Ima Hogg was an enterprising circus emcee who brought culture and class to Houston, Texas. A storied ostrich jockey, she once rode to Hawaii to visit the Queen. Raised in government housing, young Ima frolicked among a backyard menagerie of raccoons, possums and a bear. Her father, "Big Jim" Hogg, in an onslaught against fun itself, booby-trapped the banisters she loved to slide down, shut down her money-making schemes, and forced her to pry chewing gum from furniture. He was later thrown from his seat on a moving train and perished; the Hogg clan then struck black gold on land Big Jim had forbidden them from selling. Ima had apocryphal sisters named "Ura" and "Hoosa" and real-life brothers sporting conventional names and vast art collections; upon their deaths, she gave away their artwork for nothing and the family home to boot. Tragically, Ms. Hogg (a future doctor) nursed three dying family members. She once sweet-talked a burglar into returning purloined jewelry and told him to get a job. Well into her nineties, she remained feisty and even exchanged geriatric insults with an octogenarian pianist. Hogg claimed to have received thirty proposals of marriage in her lifetime, and to have rejected them all. Hogg was revered as the "First Lady of Texas", and her name and legacy still thrive today—just ask Ima Pigg, Ima Nut, and Ima Pain, who have all appeared in the U.S. Census.

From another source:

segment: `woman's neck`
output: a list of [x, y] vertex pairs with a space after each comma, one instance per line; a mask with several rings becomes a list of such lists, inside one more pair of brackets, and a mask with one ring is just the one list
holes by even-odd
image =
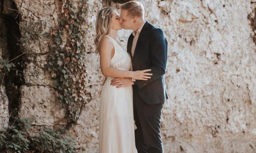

Now, the average human being is going to read that, look at the date, and think, "Oh, I get it. It's an April Fool's Day featured article. Ima Hogg isn't real."
But Wikipedia is actually practicing a subtler - and more sophisticated - form of humor. Ima Hogg was a real person.
And every individual fact in that featured article summary is true. They're just edited together in a way to make for some really loopy reading.
April Fool's articles aren't generally known for their subtlety. But I thought Wikipedia's was really well-done.